Impact Connect: Njambre

Leave a comment
Social impact, sustainability

I had the pleasure of meeting with the Executive Director of the widely-awarded social enterprise Njambre at their coworking space in Buenos Aires.

Njambre started three years ago as a business accelerator for other social enterprises in Argentina and the region.

After success starting a few companies in that model as well as supporting a local network they decided the incubator model was perhaps a bit early for the social enterprise ecosystem in Argentina. With a passion to demonstrate impact oriented business at scale, Njambre has pivoted its model to focus on deeper development of four businesses that came out of its earlier structure.

1. Arbusta provides digital work opportunities for youth and women in underserved communities in Argentina and, more recently, Colombia. They start by providing local training opportunities where individuals meet in one of the centers (5 so far) and get training on data management and software testing for 3 months. They have reached 200 people with this training as of 2015. Then they recruit from the trainee pools for new jobs with Arbusta clients in Argentina, Latin America, and abroad, even the US.

2. Mamagrande formed out of collaboration with a biotech engineer. The goal is a virtuous life cycle of water cleaning and bio production that doesn’t take from or compete with food sources. The plan is to cultivate micro organisms in waste water areas to clean the water and stimulate starchy biomass from which they can make plastics and possibly other products such as bio fertilizers.
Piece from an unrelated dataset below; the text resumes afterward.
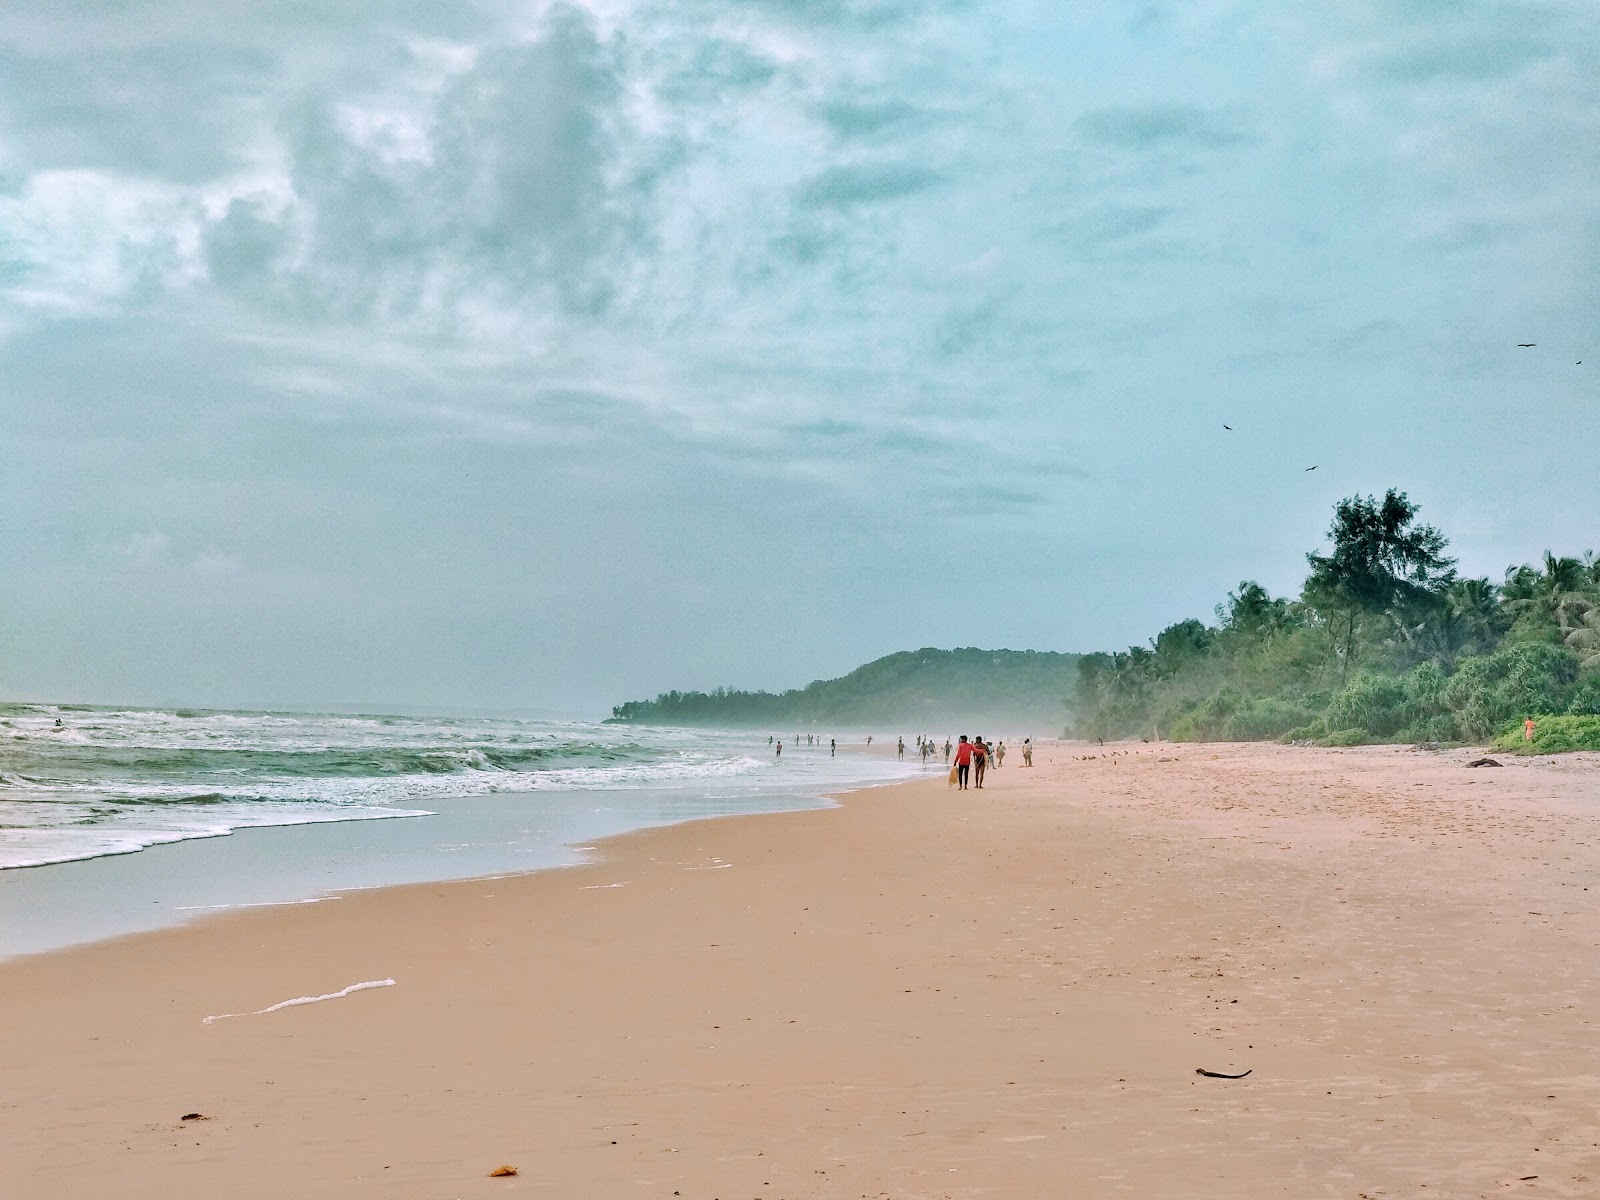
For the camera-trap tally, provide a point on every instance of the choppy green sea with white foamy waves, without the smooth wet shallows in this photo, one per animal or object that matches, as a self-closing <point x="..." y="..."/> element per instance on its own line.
<point x="114" y="782"/>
This is in early stages but I’m excited by it — traveling through South America it’s evident the high number of polluted bodies of water and the resulting issue of potable water access, bottled sources.

3. Umana is a health subscription model where members of underserved, often indigenous, communities pay the equivalent of $5 annually to get access to a network of doctors near them who are willing to help them avoid the long waits typically associated with other local options. Because of the schedules of these low income workers they’re often unable to wait long stretches for the doctor and hence health utilization is low. So far they’ve reached 70,000 women in Northwest Argentina and hope to expand this wider across Latin America.

4. Teqxac is designed to be a simple to use, high impact software for inventory, sales, logistics tracking for small producers such as small farmers and waste pickers cooperatives.

///

Alongside efforts to scale the impact of its four associated companies, Njambre continues to support collaboration within the Argentinian social enterprise space, with members of various organizations working together in Njambre’s coworking space.

In a similar spirit, they’re combining the knowledge of their group to share resources as a consulting service to other interested parties in Latin America and beyond.

Njambre’s goals are ambitious. I look forward to hearing more!

///

Notes: * photo is from Njambre’s website. *  I have no preferential ties with Njambre, as an investor, employee etc.